More importantly, ask the question as to how you can qualify your transactions for the target interchange price. Some companies perform really well in configuring and coordinating the technology needed to minimize your company’s credit card expenses. Don’t miss out on cool tools or the ability to pass along the data needed to reduce costs through better-qualified transactions.
Older technology and the endpoint solution used, may not understand the card type used and not prompt for or pass for instance a purchase order number, just one data point required to achieve the target interchange on purchase and business cards. If you are not sending this data, the target interchange for a Business-2-Business (B2B) transaction is missed.
Why is this important? Well, 90% of your credit card acceptance expense is made up of interchange and card assessments, while approximately 10% of the cost is attributed to processor expense.
In many cases, the expense due to downgraded transactions can dwarf any other processing expense. Interchange pricing is typically quoted in basis points. Let’s take the example of business and purchasing cards, and for every qualifying B2B transaction you accept, you could be paying up to 75 basis points in downgrade fees. This creates an opportunity to save thousands of dollars depending on your card type mix and interchange qualification level.

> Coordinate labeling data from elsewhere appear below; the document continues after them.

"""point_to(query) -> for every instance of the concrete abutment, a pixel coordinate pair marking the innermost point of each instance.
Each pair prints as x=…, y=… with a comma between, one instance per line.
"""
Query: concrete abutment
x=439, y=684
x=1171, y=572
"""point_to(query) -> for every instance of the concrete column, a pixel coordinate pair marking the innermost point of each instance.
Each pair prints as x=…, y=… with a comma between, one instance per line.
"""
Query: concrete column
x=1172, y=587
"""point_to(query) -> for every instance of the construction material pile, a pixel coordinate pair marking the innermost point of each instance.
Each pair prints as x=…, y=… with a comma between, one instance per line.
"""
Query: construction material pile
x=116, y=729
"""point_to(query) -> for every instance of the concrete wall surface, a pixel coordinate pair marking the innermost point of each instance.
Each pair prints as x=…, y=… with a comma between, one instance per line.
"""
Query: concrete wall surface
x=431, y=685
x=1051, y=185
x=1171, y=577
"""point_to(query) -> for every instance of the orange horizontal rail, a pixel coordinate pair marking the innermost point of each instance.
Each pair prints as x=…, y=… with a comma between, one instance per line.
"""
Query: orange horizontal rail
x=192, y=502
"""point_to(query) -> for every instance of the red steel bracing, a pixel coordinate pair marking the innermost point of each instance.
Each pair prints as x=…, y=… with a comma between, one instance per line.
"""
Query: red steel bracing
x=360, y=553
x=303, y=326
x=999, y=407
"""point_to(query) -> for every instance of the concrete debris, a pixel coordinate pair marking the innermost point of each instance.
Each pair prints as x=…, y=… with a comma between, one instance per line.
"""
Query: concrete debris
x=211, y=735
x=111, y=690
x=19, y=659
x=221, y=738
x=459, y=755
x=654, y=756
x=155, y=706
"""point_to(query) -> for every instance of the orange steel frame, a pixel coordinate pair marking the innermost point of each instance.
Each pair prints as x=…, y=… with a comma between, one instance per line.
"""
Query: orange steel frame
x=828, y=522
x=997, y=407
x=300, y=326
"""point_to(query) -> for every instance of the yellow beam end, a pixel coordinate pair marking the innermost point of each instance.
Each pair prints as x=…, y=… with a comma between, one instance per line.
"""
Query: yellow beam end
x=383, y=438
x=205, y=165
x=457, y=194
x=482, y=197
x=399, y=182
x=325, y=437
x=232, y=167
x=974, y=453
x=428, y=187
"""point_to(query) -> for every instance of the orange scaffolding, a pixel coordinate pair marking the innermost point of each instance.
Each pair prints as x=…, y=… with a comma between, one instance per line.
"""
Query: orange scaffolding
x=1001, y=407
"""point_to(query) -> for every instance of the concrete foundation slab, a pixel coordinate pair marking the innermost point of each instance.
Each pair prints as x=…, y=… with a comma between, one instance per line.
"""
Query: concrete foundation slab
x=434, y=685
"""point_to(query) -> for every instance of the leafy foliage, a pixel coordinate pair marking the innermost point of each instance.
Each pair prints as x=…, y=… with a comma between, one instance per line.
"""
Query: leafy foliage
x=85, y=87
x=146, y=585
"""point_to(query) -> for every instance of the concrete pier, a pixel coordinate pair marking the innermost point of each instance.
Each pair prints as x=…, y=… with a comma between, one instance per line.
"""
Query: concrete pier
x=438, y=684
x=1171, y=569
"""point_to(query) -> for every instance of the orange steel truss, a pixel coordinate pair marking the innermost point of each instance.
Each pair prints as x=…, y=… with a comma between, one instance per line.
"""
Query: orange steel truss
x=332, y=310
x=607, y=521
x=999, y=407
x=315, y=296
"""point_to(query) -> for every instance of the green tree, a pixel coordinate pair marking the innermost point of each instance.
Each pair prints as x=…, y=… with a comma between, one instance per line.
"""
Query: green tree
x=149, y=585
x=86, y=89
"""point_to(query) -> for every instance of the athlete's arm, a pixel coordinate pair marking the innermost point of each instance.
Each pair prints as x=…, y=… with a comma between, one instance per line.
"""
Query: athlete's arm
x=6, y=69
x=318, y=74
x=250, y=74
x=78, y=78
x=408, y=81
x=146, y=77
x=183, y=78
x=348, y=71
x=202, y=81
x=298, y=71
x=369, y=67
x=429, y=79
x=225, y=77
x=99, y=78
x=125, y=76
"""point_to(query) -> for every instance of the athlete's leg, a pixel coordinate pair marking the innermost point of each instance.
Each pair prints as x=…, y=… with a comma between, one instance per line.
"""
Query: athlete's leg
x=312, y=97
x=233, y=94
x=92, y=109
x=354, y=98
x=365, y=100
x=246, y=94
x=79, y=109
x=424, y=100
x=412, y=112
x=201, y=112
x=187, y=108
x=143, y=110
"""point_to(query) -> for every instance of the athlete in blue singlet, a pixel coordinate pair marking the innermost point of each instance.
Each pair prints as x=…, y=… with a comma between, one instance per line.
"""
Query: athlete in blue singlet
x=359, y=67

There are endpoint solutions, payment gateways and integrated payments providers available in the market that use updated technology, and have an understanding of the interchange price categories to identify and pass the qualifying bits of data needed to ensure that your card acceptance expense is optimized. These types of companies can dramatically reduce the fees associated with interchange downgrades and overall payment processing expense.
Certain industries qualify for attractive target interchange categories, as the card brands wish to incentivize growth in specific industries, including Nonprofits and Service industries. Properly configuring your account to take advantage of these incentives can save a considerable amount of money in card acceptance expense. For instance, Nonprofit organizations qualify for target interchange pricing roughly .30% less than a typical eCommerce business. This equals 30 cents on every hundred dollars processed and can quickly add up! You may be surprised to learn American Express also offers incentivized rates for certain industries as well. Ask questions, find out if you qualify for any incentive programs and confirm you’re correctly configured for your business type and card acceptance.
The final element is the acquirer’s, remember sometimes referred to as a processor, pricing proposal. Basis points, monthly fees, and transaction costs make up the last 10% of the card acceptance expense. When reviewing your proposal, look for fees such as “club”, “portal” or “security“ (outside of PCI) as these may represent hidden costs that add up quickly. Review your gateway and checkout statements as well. These costs may be billed separately and could represent a layer of expense that can be eliminated by using an integrated payments provider, saving you at least 5 to 10 cents on every transaction.